What would be nice for us all is to turn on our FM radios to our favorite classical station and happen to tune in at the right time, just after a familiar piece of music has started playing, without knowing who the conductor or the orchestra are, and let our ears and musical judgment take over to determine whether or not the performance is decent.  Have we become so jaded about certain individual conductors and orchestras to let our preconceived notions affect our musicianship?

Wade
Title: Re: future of Mahler in Amsterdam is solid - very solid!
Post by: Freddy van Maurik on June 08, 2017, 12:00:06 PM
This is turning out to be a very interesting conversation!

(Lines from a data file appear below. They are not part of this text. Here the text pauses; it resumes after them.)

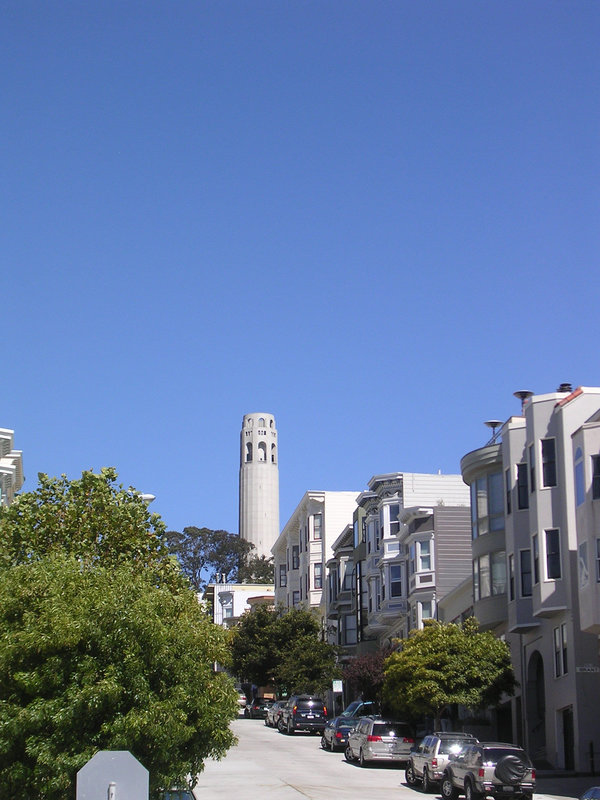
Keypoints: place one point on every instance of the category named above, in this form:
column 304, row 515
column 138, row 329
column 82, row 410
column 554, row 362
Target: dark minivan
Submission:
column 303, row 712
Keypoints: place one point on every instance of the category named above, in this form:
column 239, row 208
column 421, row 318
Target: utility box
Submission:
column 113, row 775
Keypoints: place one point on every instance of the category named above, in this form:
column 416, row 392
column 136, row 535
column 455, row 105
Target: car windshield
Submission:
column 390, row 729
column 457, row 746
column 492, row 755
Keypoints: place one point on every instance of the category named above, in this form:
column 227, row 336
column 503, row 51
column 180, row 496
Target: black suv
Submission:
column 496, row 769
column 303, row 712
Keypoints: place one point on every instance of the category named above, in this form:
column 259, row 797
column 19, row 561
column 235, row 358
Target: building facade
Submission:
column 259, row 482
column 304, row 547
column 534, row 543
column 11, row 467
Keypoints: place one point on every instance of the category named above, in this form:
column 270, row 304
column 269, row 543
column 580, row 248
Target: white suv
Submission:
column 428, row 762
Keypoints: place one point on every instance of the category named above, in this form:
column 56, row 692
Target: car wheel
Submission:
column 410, row 776
column 448, row 790
column 470, row 793
column 427, row 787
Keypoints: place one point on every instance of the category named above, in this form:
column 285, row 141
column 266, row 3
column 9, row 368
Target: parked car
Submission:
column 303, row 712
column 273, row 713
column 428, row 762
column 361, row 708
column 257, row 709
column 376, row 739
column 335, row 733
column 496, row 769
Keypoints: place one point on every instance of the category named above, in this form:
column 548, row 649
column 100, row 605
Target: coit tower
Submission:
column 259, row 482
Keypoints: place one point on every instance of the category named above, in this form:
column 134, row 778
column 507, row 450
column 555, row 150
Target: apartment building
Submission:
column 304, row 547
column 534, row 520
column 11, row 467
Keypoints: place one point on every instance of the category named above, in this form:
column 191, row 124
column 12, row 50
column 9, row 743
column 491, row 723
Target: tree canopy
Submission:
column 103, row 644
column 205, row 555
column 443, row 664
column 283, row 648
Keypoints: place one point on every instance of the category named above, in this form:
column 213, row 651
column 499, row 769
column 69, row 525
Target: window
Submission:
column 394, row 510
column 549, row 462
column 553, row 571
column 522, row 494
column 584, row 574
column 487, row 504
column 579, row 478
column 318, row 573
column 507, row 489
column 595, row 477
column 349, row 629
column 535, row 553
column 560, row 651
column 282, row 575
column 396, row 580
column 526, row 573
column 317, row 526
column 333, row 584
column 424, row 556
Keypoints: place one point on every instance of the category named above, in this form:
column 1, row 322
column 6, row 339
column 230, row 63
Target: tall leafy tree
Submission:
column 103, row 644
column 445, row 664
column 205, row 554
column 283, row 648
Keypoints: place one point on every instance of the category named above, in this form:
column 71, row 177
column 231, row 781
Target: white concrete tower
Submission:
column 259, row 482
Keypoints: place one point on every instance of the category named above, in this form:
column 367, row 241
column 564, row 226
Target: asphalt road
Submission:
column 268, row 765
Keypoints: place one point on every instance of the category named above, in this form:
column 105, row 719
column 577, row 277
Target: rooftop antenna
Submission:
column 494, row 424
column 523, row 395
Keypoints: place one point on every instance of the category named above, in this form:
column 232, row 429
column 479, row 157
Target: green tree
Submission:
column 94, row 519
column 445, row 664
column 365, row 674
column 103, row 644
column 284, row 648
column 206, row 554
column 103, row 659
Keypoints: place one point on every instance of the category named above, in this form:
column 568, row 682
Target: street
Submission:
column 267, row 765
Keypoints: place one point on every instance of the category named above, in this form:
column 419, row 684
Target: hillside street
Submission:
column 266, row 765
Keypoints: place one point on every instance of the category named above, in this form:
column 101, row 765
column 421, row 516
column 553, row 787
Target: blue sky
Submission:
column 375, row 220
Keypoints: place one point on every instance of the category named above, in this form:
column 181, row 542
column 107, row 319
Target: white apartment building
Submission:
column 229, row 601
column 11, row 467
column 535, row 504
column 304, row 547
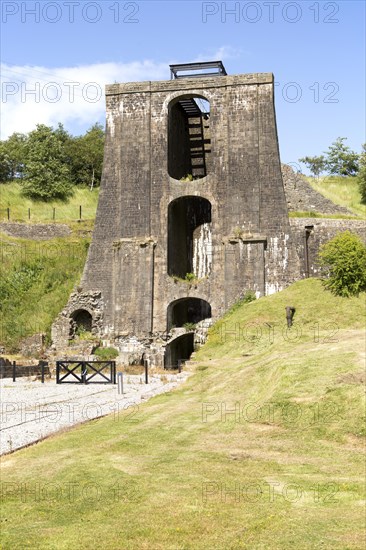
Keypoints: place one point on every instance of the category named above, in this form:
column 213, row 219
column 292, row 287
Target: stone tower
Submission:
column 192, row 211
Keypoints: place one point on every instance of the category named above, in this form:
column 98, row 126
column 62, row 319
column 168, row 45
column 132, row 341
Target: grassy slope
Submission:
column 342, row 191
column 298, row 430
column 10, row 196
column 36, row 278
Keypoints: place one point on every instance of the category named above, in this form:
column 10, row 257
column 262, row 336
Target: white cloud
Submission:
column 33, row 95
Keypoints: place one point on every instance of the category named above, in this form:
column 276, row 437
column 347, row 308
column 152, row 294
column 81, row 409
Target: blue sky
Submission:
column 66, row 51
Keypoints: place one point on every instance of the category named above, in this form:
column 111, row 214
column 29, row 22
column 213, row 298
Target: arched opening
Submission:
column 179, row 349
column 187, row 311
column 189, row 141
column 189, row 237
column 81, row 321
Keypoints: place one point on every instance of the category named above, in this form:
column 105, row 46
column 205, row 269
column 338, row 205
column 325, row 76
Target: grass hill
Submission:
column 69, row 211
column 263, row 446
column 343, row 191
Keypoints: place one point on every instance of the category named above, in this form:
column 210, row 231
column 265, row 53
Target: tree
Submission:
column 47, row 175
column 12, row 157
column 343, row 260
column 362, row 174
column 341, row 160
column 316, row 165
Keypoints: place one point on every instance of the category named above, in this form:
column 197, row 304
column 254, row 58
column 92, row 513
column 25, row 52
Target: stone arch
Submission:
column 189, row 140
column 187, row 310
column 189, row 237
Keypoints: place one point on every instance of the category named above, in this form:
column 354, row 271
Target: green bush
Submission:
column 343, row 261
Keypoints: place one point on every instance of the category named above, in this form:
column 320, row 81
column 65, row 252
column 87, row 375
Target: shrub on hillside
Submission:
column 343, row 260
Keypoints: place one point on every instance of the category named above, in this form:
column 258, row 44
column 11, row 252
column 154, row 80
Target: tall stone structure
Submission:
column 192, row 212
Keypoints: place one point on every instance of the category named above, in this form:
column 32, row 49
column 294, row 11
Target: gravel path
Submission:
column 31, row 411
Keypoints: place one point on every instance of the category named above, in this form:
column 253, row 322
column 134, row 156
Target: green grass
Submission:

Wade makes a fair point. But: I've tried some 'blind' listening not too long ago, and my respons to various performances was almost without exception exactly the same as when I knew who performed it. For example: upon hearing Mahler by Maazel, I almost instantly want to turn it off.
And as for Haitink: given the recent M3-recording from Bayern, I'd say he still may present a solid M9, despite his age.

Freddy
Title: Re: future of Mahler in Amsterdam is solid - very solid!
Post by: Settembrini on June 08, 2017, 12:30:58 PM
Yes, Haitink's Mahler is never less than solid, but I'll take Maazel's idiosyncrasies over boring old Haitink's solidity any time. But I understand that, as an admirer of Maazel's Mahler and Maazel in general, I'm expressing a minority opion.. (I won't even get started on Sinopoli :))
Title: Re: future of Mahler in Amsterdam is solid - very solid!
Post by: Roland Flessner on June 10, 2017, 04:27:46 AM
The Haitink/BRSO M8 is superb.
Title: Re: future of Mahler in Amsterdam is solid - very solid!
Post by: waderice on June 10, 2017, 12:40:16 PM
The Haitink/BRSO M8 is superb.

M8?  I think you mean M3.  Haitink has stated that he doesn't like to perform M8, though he recorded it once with RCAO.

Wade
Title: Re: future of Mahler in Amsterdam is solid - very solid!
Post by: barryguerrero on June 10, 2017, 06:01:41 PM
Twice. There's a video on Youtube of a later performance that's really quite good. I was surprised - it sounded as though he really liked the piece. Maybe it'll come out on a dvd someday.

I do like that Haitink/BRSO M3, although I think he could have boosted the tempo in a few spots (needs pep pills). I gave it a solid 4 stars at Amazon.